I have a lot of patience. Before becoming a mom, I taught high school and wrote a dissertation. They were both difficult jobs that tested my patience, but nothing compares with being a parent. Part of having patience means knowing what types of activities our little ones are interested in, rather than fighting against their desires. For my son, if we are running, playing, jumping, or exploring outside he is thrilled. Finding inside activities that engage his mind is more of a challenge. Yet by observing him, I have found some things that he likes to do. He loves to help cook and do specific chores (while he hates other chores).

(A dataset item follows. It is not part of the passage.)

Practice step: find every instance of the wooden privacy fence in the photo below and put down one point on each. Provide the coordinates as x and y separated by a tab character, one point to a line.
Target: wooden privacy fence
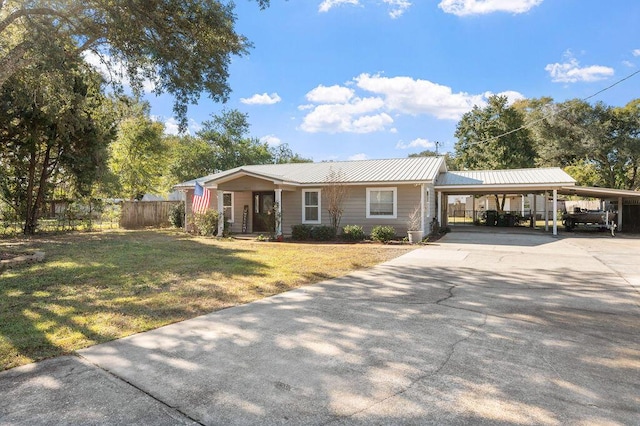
141	214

Things that are working for us:

  • Outside play
  • Cooking (cutting bananas, peeling bananas, cracking eggs, sprinkling salt and pepper, stirring pans, pouring water)
  • Cleaning activities (sweeping up, putting laundry in the washer, taking down laundry from the line, putting clothes in the hamper, wiping up spills)
  • Reading books (all books, truck books, board books with lots of objects, animal books)
  • Playing with cars and trains

Things that are not working for us:

  • Toilet training (doesn’t mind being wet in cloth diapers, hates changes, scared of potty)
  • changing clothes
  • Throwing and biting

“Our care of the child should be governed, not by the desire to make him learn things, but by the endeavor always to keep burning within him that light which is called intelligence.”
― Maria Montessori

It can be hard not to focus on the final product that you want a child to learn. In order to learn how to pour from a pitcher to a glass, there will be many spills cleaned up before it is done perfectly. It is easy to feel tired with the process as a mother, as you are constantly with your child, redirecting, teaching, and observing. I have found that it is easier if I focus on tasks that my son is engaged in and interested in, rather than those he dislikes. I still have to change his clothes, but I have found ways to make it easier for him. If we do it before we go outside, he sees it as a step to outside and is happy to change. If I give him two shirt options, one with animals he likes, then he is more likely to appreciate taking his dirty shirt off. The process of learning can be longer than my patience. This is when as a parent, I need to step back and realize that the process is important for him. It is much easier to hold our child’s hand to understanding than to pick up screaming to take him there.

“Our work is not to teach, but to help the absorbent mind in its work of development. How marvelous it would be if by our help, if by an intelligent treatment of the child, if by understanding the needs of his physical life and by feeding his intellect, we could prolong the period of functioning of the absorbent mind!”
― Maria Montessori

So if you are wondering where my crafty ideas have been, I have been busy cultivating patience and learning how to parent my son. Thankfully nature does most of the work for me when we’re outside.